Employers should consult with legal counsel and review their existing policies to make sure they conform with the Cannabis Act. Employers should consider the following:


  • Whether the legalization of marijuana will affect your workplace drug policies and employment policies regarding disciplinary actions for violating drug policies. Policies can (1) prohibit employees from coming to work under the influence of cannabis, (2) prohibit employees from using cannabis during work hours, and (3) require employees to submit to a drug test if they exhibit behavior consistent with being under the influence of cannabis.


  • Whether to establish procedures for employees to contest a cannabis-related disciplinary decision. Under the Cannabis Act, employees must be given a reasonable opportunity to contest the basis of the disciplinary decision.


  • Whether policies should be amended for an employee’s off-duty use of medical marijuana that may be a reasonable accommodation.


  • Whether to train personnel on the signs and symptoms of marijuana-related impairment. Employers will need to show a good faith basis for cannabis-related disciplinary actions to be lawful.


  • Whether to drug testing and methodologies.
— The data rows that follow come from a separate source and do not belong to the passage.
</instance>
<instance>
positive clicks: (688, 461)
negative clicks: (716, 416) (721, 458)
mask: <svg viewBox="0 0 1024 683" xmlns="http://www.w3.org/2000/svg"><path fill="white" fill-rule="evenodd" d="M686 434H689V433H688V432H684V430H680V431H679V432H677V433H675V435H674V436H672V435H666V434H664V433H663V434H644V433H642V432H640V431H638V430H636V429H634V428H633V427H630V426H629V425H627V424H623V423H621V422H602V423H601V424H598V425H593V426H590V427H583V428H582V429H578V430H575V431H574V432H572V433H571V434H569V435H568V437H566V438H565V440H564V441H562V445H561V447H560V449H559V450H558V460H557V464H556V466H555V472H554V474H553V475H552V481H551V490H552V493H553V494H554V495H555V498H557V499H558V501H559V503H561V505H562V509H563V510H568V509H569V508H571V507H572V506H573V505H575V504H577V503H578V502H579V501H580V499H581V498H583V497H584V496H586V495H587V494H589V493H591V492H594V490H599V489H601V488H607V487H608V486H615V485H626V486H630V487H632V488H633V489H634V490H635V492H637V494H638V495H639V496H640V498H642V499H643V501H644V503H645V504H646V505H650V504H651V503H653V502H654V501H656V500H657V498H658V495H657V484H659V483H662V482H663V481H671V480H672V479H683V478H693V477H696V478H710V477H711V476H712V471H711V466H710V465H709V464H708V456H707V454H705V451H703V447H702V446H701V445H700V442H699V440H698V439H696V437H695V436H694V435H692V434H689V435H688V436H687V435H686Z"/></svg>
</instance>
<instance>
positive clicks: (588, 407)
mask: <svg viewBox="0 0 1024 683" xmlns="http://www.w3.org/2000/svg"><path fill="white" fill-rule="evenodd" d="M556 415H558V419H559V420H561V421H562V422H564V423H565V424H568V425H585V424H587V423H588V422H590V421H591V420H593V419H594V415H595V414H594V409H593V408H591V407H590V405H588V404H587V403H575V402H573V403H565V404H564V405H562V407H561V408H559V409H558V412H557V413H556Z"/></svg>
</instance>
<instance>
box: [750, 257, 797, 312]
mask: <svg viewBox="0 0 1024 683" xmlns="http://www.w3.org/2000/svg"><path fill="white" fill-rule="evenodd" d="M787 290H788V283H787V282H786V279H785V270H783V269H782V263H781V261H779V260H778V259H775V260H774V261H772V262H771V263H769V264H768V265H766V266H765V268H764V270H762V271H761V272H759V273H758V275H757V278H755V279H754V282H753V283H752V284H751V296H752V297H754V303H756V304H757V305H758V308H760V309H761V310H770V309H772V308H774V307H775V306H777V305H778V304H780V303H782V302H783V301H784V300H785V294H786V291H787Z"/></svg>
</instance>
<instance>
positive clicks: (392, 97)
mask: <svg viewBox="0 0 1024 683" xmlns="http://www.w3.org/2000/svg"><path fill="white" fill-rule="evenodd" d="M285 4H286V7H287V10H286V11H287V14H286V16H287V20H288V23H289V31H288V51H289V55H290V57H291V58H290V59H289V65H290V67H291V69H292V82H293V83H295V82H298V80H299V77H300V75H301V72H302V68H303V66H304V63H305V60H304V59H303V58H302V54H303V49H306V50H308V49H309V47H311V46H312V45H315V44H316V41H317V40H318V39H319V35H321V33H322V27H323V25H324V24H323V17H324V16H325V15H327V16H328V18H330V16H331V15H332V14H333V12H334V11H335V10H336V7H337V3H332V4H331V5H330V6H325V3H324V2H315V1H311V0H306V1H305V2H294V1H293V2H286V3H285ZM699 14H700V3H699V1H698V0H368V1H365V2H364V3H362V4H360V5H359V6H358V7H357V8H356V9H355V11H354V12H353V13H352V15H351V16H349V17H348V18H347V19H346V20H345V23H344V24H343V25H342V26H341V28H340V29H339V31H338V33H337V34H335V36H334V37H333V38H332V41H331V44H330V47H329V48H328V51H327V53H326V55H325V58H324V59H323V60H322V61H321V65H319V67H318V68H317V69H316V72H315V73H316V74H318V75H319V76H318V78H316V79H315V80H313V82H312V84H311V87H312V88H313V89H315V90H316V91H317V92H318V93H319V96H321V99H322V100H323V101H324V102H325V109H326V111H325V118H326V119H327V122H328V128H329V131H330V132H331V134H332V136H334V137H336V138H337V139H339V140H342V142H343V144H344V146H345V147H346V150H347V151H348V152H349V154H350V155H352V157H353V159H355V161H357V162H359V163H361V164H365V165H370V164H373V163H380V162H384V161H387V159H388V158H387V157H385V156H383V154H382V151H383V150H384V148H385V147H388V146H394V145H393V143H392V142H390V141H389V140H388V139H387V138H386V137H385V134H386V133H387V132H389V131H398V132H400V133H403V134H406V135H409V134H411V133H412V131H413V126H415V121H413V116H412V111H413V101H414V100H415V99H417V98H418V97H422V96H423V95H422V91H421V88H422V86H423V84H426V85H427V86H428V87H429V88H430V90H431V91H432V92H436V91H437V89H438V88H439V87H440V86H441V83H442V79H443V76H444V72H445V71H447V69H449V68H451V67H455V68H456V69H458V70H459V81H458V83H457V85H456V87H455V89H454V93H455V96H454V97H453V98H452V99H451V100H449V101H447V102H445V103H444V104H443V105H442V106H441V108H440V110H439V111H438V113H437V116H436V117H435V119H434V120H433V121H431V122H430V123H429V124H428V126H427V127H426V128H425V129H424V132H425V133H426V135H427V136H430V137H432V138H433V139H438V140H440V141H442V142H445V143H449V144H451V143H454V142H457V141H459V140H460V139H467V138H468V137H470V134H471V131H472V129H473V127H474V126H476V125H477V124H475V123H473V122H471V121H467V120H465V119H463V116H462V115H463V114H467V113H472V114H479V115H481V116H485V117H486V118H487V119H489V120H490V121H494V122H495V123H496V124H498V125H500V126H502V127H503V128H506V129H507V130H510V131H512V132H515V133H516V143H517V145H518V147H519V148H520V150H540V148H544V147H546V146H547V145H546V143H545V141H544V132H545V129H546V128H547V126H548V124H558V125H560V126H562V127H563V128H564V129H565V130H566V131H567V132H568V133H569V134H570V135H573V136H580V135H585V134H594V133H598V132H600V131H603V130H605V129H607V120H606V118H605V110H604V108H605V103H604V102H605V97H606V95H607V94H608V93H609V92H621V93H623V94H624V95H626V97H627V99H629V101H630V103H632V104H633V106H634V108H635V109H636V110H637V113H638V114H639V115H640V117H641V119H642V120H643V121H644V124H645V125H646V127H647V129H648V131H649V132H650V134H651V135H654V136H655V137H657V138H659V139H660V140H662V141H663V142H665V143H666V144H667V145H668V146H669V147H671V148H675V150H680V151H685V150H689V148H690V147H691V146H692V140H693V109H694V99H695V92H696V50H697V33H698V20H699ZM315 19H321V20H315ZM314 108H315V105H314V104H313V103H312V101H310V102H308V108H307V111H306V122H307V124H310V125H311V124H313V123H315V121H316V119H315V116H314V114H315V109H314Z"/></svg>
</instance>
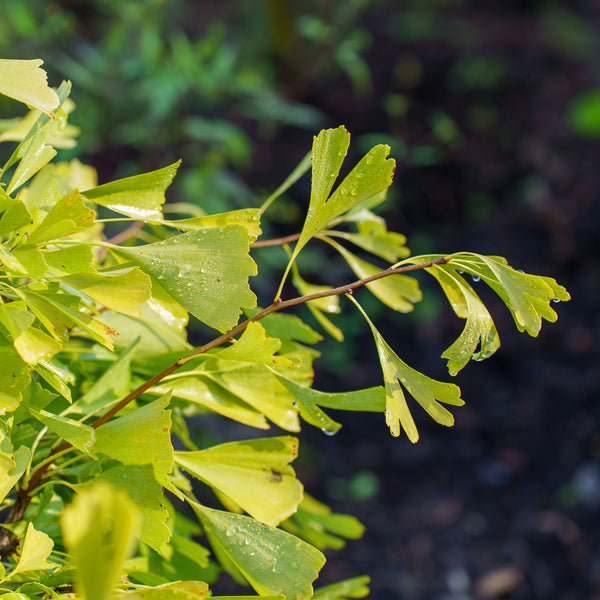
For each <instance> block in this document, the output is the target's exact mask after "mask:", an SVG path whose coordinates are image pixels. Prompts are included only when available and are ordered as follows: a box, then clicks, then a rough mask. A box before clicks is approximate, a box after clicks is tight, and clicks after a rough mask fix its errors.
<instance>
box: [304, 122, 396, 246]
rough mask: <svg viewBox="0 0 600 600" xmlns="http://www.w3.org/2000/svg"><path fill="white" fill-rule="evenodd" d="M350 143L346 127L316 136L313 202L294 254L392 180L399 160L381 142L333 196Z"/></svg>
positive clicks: (305, 222)
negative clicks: (343, 161)
mask: <svg viewBox="0 0 600 600" xmlns="http://www.w3.org/2000/svg"><path fill="white" fill-rule="evenodd" d="M349 144H350V134H349V133H348V132H347V131H346V129H345V128H344V127H343V126H342V127H338V128H337V129H327V130H323V131H321V132H320V133H319V135H318V136H316V138H315V139H314V142H313V149H312V164H313V168H312V172H313V177H312V190H311V195H310V204H309V208H308V214H307V216H306V220H305V222H304V227H303V228H302V233H301V235H300V238H299V240H298V243H297V244H296V246H295V248H294V253H293V257H295V256H296V255H297V254H298V253H299V252H300V250H301V249H302V248H303V247H304V245H305V244H306V243H307V242H308V240H309V239H310V238H311V237H313V236H314V235H315V234H316V233H317V232H319V231H322V230H323V229H326V228H327V226H328V225H329V224H330V223H331V222H332V221H333V220H334V219H336V218H337V217H340V216H341V215H343V214H344V213H345V212H347V211H348V210H350V209H351V208H353V207H355V206H358V205H359V204H362V203H363V202H365V201H366V200H368V199H369V198H371V197H372V196H375V195H377V194H380V193H381V192H382V191H384V190H386V189H387V188H388V187H389V186H390V184H391V183H392V177H393V174H394V169H395V166H396V163H395V161H394V160H392V159H388V158H387V156H388V154H389V152H390V148H389V146H385V145H379V146H375V147H374V148H372V149H371V150H370V151H369V152H368V153H367V154H366V155H365V156H364V157H363V158H362V159H361V160H360V162H359V163H358V164H357V165H356V166H355V167H354V169H352V171H351V172H350V173H349V175H348V176H347V177H346V178H345V179H344V180H343V181H342V183H341V184H340V185H339V186H338V188H337V189H336V190H335V192H334V193H333V194H332V195H331V197H329V193H330V192H331V189H332V187H333V184H334V182H335V178H336V177H337V175H338V173H339V170H340V168H341V166H342V162H343V160H344V157H345V155H346V152H347V150H348V146H349Z"/></svg>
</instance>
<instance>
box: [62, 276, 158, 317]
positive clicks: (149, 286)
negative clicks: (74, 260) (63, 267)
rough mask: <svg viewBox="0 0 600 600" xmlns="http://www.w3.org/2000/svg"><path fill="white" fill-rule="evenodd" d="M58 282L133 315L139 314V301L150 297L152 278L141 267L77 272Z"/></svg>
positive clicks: (97, 300) (92, 297) (115, 310)
mask: <svg viewBox="0 0 600 600" xmlns="http://www.w3.org/2000/svg"><path fill="white" fill-rule="evenodd" d="M58 281H60V282H62V283H65V284H66V285H69V286H71V287H73V288H75V289H76V290H79V291H80V292H82V293H83V294H85V295H86V296H89V297H90V298H93V299H94V300H97V301H98V302H100V303H101V304H103V305H104V306H106V307H107V308H110V309H111V310H114V311H116V312H120V313H123V314H126V315H130V316H132V317H139V316H140V314H141V313H140V304H142V302H145V301H146V300H148V298H150V291H151V288H150V277H148V275H146V273H144V272H143V271H141V270H140V269H139V268H137V267H136V268H134V269H119V270H113V271H104V272H102V273H78V274H76V275H67V276H65V277H61V278H60V279H58Z"/></svg>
Certain testing methodologies could detect an employee”™s legal use of cannabis outside of working hours.


Nevada Law on Marijuana Screening


Under Nevada law, employers are prohibited from refusing to hire an applicant who tests positive for marijuana during pre-employment drug screenings. The law does not apply to certain jobs in the public safety and transportation fields, such as emergency medical technicians or firefighters, federally regulated positions, or where the employer determines it would adversely affect the safety of others.  Additionally, if an employee fails a drug screening that is required during the first 30 days of employment, the employee must be allowed to pay for a second test to rebut the initial test, and employers must consider the second results. 


The purpose of the law is to ensure that recreational marijuana users are not penalized and denied employment as a result of initial drug screening tests that detect the presence of marijuana-based on past usage.


The law does not apply if it is inconsistent with an employment contract or collective bargaining agreement, if it is inconsistent with federal law, or if the position is funded by federal grants.


Considerations for Employers


The law does not interfere with an employer’s right to establish their own workplace drug policies, including a drug-free workplace policy.


Employers should consult with legal counsel and review their workplace policies, including drug use policies and pre- and post-employment drug screening policies. They should ensure that there is no discrimination of registered medical marijuana users in hiring and interviewing policies and practices, and train management accordingly.


Employers should audit their jobs to identify positions where continued pre-employment screening may fall within an exception to the prohibition, such as a safety or transportation component.